Real Examples from 2025

Take the Nippon India Large Cap Fund. It’s been around for 15 years. Its top holdings include Reliance, HDFC Bank, and ICICI Bank. It returned 11.3% annually over the last five years. Low volatility. Consistent.

Compare that to the Axis Mid Cap Fund. It held companies like Bajaj Finance and Divi’s Laboratories. Over five years, it returned 15.7%. But in 2023, it dropped 18% in one quarter. Investors who held on saw it bounce back.
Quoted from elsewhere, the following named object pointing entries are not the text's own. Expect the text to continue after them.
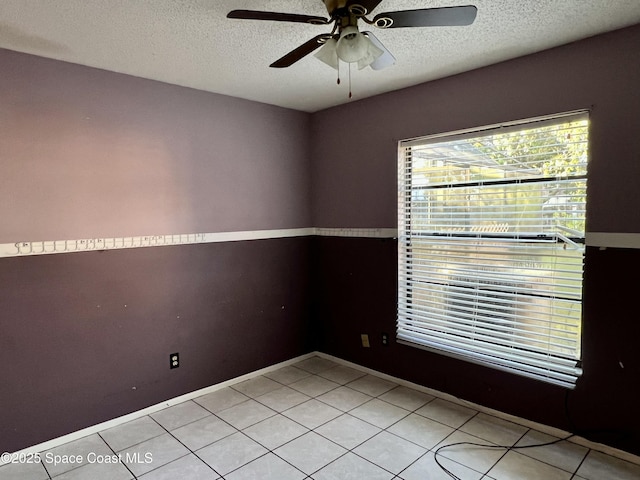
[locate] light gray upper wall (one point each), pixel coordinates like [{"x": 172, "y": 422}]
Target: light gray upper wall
[
  {"x": 88, "y": 153},
  {"x": 354, "y": 146}
]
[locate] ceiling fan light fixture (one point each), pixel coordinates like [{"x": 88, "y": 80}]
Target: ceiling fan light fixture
[
  {"x": 328, "y": 53},
  {"x": 371, "y": 55},
  {"x": 352, "y": 45}
]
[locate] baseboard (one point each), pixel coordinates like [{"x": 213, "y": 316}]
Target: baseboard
[
  {"x": 556, "y": 432},
  {"x": 56, "y": 442}
]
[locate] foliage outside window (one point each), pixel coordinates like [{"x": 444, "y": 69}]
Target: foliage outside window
[{"x": 491, "y": 245}]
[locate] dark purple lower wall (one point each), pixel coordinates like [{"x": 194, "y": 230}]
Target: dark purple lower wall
[
  {"x": 355, "y": 293},
  {"x": 86, "y": 337}
]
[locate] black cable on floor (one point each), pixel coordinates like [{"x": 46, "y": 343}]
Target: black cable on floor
[
  {"x": 572, "y": 426},
  {"x": 505, "y": 447}
]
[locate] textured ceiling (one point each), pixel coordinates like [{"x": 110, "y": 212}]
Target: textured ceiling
[{"x": 191, "y": 43}]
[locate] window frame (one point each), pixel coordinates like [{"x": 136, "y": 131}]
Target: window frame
[{"x": 536, "y": 368}]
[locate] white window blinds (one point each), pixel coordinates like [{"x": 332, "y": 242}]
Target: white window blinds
[{"x": 491, "y": 245}]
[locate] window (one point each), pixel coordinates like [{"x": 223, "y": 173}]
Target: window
[{"x": 491, "y": 245}]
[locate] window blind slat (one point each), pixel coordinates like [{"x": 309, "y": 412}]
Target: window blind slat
[{"x": 491, "y": 246}]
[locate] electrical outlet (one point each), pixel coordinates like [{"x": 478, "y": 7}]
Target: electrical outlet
[{"x": 174, "y": 360}]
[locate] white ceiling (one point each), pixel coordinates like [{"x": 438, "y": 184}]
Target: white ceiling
[{"x": 191, "y": 43}]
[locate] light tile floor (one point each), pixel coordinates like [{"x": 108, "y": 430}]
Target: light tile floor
[{"x": 322, "y": 421}]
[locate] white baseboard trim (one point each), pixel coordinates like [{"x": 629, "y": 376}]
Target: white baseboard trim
[
  {"x": 556, "y": 432},
  {"x": 56, "y": 442},
  {"x": 41, "y": 447}
]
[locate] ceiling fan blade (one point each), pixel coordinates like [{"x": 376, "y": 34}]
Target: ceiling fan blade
[
  {"x": 301, "y": 52},
  {"x": 386, "y": 59},
  {"x": 428, "y": 17},
  {"x": 276, "y": 16}
]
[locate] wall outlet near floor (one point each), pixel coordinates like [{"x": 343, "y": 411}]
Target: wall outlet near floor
[{"x": 174, "y": 360}]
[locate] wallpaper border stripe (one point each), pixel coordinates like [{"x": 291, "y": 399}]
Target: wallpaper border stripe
[{"x": 48, "y": 247}]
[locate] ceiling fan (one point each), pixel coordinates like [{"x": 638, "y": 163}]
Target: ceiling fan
[{"x": 345, "y": 41}]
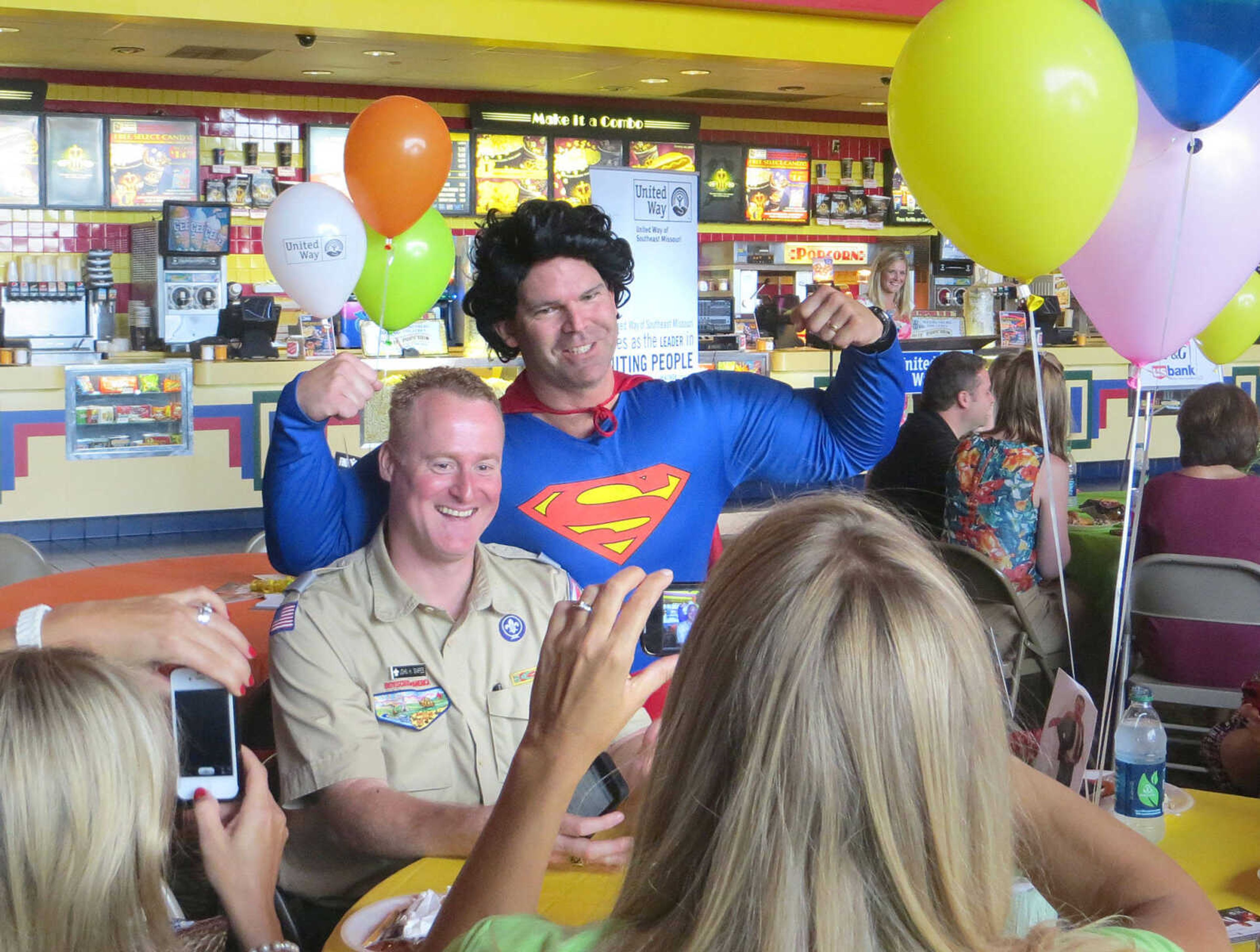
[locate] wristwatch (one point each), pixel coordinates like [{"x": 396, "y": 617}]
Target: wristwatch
[{"x": 885, "y": 342}]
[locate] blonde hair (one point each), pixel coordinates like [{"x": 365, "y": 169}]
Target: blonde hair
[
  {"x": 832, "y": 771},
  {"x": 875, "y": 290},
  {"x": 1016, "y": 417},
  {"x": 87, "y": 788}
]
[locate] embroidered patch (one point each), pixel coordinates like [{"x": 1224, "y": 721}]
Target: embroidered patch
[
  {"x": 512, "y": 628},
  {"x": 525, "y": 677},
  {"x": 410, "y": 708},
  {"x": 285, "y": 619}
]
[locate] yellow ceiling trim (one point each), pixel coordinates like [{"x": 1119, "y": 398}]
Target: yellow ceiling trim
[
  {"x": 664, "y": 31},
  {"x": 735, "y": 124}
]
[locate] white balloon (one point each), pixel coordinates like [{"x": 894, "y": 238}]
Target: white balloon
[{"x": 315, "y": 245}]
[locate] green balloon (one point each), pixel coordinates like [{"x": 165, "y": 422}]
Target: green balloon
[{"x": 397, "y": 294}]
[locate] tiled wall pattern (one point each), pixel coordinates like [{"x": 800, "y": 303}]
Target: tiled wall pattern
[{"x": 230, "y": 119}]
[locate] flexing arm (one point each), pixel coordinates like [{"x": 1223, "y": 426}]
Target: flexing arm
[
  {"x": 315, "y": 512},
  {"x": 1090, "y": 866}
]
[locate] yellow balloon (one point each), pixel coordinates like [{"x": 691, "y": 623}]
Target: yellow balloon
[
  {"x": 1014, "y": 123},
  {"x": 1236, "y": 328}
]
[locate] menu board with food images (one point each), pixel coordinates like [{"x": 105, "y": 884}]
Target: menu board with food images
[
  {"x": 777, "y": 186},
  {"x": 721, "y": 183},
  {"x": 76, "y": 162},
  {"x": 19, "y": 160},
  {"x": 457, "y": 195},
  {"x": 664, "y": 156},
  {"x": 152, "y": 162},
  {"x": 573, "y": 160},
  {"x": 510, "y": 171}
]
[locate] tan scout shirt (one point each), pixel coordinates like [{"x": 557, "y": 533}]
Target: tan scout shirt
[{"x": 373, "y": 684}]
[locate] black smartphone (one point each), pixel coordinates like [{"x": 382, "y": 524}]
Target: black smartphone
[{"x": 671, "y": 620}]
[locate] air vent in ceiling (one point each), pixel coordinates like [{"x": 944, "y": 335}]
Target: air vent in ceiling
[
  {"x": 232, "y": 54},
  {"x": 746, "y": 95}
]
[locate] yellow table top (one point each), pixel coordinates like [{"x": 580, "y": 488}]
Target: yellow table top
[{"x": 1218, "y": 842}]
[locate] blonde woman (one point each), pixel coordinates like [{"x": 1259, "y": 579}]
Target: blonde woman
[
  {"x": 889, "y": 289},
  {"x": 832, "y": 771},
  {"x": 87, "y": 790}
]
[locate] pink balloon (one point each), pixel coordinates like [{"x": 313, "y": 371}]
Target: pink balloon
[{"x": 1151, "y": 282}]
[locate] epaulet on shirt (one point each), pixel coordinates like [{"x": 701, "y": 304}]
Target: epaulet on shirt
[{"x": 286, "y": 615}]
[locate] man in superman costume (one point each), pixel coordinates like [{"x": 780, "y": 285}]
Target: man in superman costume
[{"x": 600, "y": 469}]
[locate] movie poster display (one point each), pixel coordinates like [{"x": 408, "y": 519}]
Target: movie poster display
[
  {"x": 19, "y": 160},
  {"x": 721, "y": 183},
  {"x": 75, "y": 147},
  {"x": 510, "y": 171},
  {"x": 326, "y": 156},
  {"x": 573, "y": 160},
  {"x": 663, "y": 156},
  {"x": 153, "y": 160},
  {"x": 777, "y": 186}
]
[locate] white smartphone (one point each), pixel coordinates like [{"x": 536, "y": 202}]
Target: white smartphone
[{"x": 203, "y": 714}]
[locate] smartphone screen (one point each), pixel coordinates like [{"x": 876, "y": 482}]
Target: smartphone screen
[
  {"x": 206, "y": 735},
  {"x": 672, "y": 619}
]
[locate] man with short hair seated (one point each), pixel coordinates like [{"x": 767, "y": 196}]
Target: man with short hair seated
[
  {"x": 957, "y": 401},
  {"x": 402, "y": 677}
]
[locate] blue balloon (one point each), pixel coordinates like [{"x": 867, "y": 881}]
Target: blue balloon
[{"x": 1196, "y": 60}]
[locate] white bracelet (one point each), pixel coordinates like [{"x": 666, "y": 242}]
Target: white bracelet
[{"x": 30, "y": 624}]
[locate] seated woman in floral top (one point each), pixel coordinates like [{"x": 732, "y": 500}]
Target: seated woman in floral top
[{"x": 997, "y": 500}]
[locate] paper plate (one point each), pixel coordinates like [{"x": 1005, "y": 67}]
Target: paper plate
[{"x": 357, "y": 928}]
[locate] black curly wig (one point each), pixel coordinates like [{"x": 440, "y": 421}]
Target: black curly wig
[{"x": 508, "y": 246}]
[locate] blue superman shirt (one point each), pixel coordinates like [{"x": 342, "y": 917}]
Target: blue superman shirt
[{"x": 649, "y": 495}]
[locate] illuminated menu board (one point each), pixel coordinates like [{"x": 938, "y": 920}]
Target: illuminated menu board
[
  {"x": 510, "y": 171},
  {"x": 19, "y": 160},
  {"x": 152, "y": 162},
  {"x": 777, "y": 186}
]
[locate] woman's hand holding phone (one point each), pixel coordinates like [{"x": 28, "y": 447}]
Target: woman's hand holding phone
[{"x": 242, "y": 858}]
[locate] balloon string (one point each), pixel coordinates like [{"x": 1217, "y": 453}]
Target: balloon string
[
  {"x": 1117, "y": 671},
  {"x": 1050, "y": 479},
  {"x": 1172, "y": 270}
]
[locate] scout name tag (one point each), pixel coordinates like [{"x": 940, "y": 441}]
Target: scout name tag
[{"x": 411, "y": 708}]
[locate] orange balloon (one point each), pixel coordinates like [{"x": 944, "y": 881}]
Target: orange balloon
[{"x": 397, "y": 158}]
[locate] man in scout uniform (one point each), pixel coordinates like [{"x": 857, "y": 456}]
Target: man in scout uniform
[{"x": 402, "y": 678}]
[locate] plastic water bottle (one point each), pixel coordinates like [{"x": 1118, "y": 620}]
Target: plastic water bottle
[{"x": 1141, "y": 758}]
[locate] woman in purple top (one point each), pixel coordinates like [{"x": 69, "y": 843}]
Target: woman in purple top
[{"x": 1211, "y": 507}]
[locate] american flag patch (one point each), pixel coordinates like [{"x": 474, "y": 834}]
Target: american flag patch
[{"x": 286, "y": 617}]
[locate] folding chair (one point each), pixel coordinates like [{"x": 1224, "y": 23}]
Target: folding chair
[
  {"x": 984, "y": 585},
  {"x": 1194, "y": 589}
]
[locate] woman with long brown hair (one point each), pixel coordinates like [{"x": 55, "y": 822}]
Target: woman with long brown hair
[{"x": 832, "y": 771}]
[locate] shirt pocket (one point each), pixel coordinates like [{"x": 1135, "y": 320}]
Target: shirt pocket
[
  {"x": 417, "y": 761},
  {"x": 510, "y": 716}
]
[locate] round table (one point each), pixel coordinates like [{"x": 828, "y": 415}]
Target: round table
[{"x": 157, "y": 577}]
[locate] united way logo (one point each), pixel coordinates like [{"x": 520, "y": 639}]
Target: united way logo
[{"x": 512, "y": 628}]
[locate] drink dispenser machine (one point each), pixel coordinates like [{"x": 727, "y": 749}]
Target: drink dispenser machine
[{"x": 179, "y": 269}]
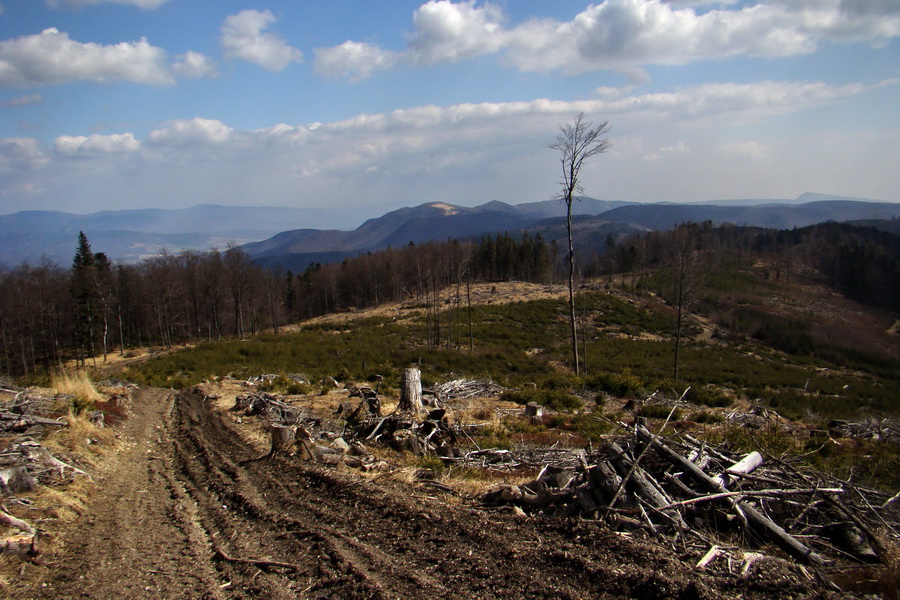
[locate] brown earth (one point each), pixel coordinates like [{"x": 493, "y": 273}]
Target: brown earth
[{"x": 188, "y": 491}]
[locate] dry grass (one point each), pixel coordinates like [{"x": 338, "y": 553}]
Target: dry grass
[
  {"x": 82, "y": 441},
  {"x": 75, "y": 383}
]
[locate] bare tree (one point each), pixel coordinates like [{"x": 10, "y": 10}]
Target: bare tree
[
  {"x": 576, "y": 142},
  {"x": 686, "y": 270}
]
Now look at the Motilal Oswal Electric Vehicles & Future Mobility Fund. It launched in 2022. By early 2025, it had returned 38% total. But in 2024, it fell 22% after battery supply issues hit global EV makers. That’s thematic investing.

Where to Start

If you’re new, start with a large-cap index fund. It’s cheap, transparent, and tracks the market. You don’t need to pick the best fund-just a good one. Then, after a year or two, add a mid-cap fund. Only after you’ve built a habit of investing should you consider thematic funds.

Use platforms like CAMS or KFIN Technologies to check fund holdings. Read the fact sheet. Don’t rely on apps that just show star ratings. Ratings don’t tell you if a fund is still aligned with its category.

And remember: your goal isn’t to beat the market. It’s to build wealth over time. SEBI’s categories exist to help you do that-without getting lost in noise.

What’s the difference between large-cap and mid-cap funds?

Large-cap funds invest in India’s top 100 companies by market value-like Reliance and HDFC Bank. They’re stable and less volatile. Mid-cap funds invest in companies ranked 101 to 250. These are growing businesses with higher return potential but more risk. Large-cap is for steady growth; mid-cap is for higher returns over 5+ years.

Are thematic funds safe for beginners?

No. Thematic funds are high-risk and should only make up a small part of your portfolio-no more than 10%. They’re tied to trends like EVs or AI, which can boom or crash quickly. Beginners should start with large-cap and mid-cap funds to learn how markets work before betting on trends.

Can a fund change its category after I invest?

No. Since SEBI’s 2021 rules, funds must stick to their declared category. If a fund was labeled as a large-cap fund, it can’t suddenly shift to mid-cap without notifying you and giving you a chance to exit without penalty. Always check the fund’s factsheet annually to confirm its holdings still match its category.

How do I know if a fund is truly following SEBI’s rules?

Look at the fund’s portfolio on the AMC’s website or platforms like CAMS. For example, a large-cap fund must hold at least 80% in top 100 stocks. A mid-cap fund must hold at least 65% in stocks ranked 101-250. If the fund’s holdings don’t match, it’s not compliant. You can also check SEBI’s website for category guidelines.

Should I invest in multiple funds from the same category?

Not usually. Two large-cap funds will likely hold the same top stocks-like Reliance, HDFC Bank, and Infosys. Holding both doesn’t give you more diversification; it just doubles your fees. Pick one strong fund per category and stick with it. Focus on low expense ratios and consistent performance over 5+ years.

If you’re building wealth in India, understanding SEBI’s mutual fund categories isn’t optional-it’s essential. You don’t need to be a finance expert. You just need to know what you’re buying. Pick the right category. Stick with it. Let time do the work.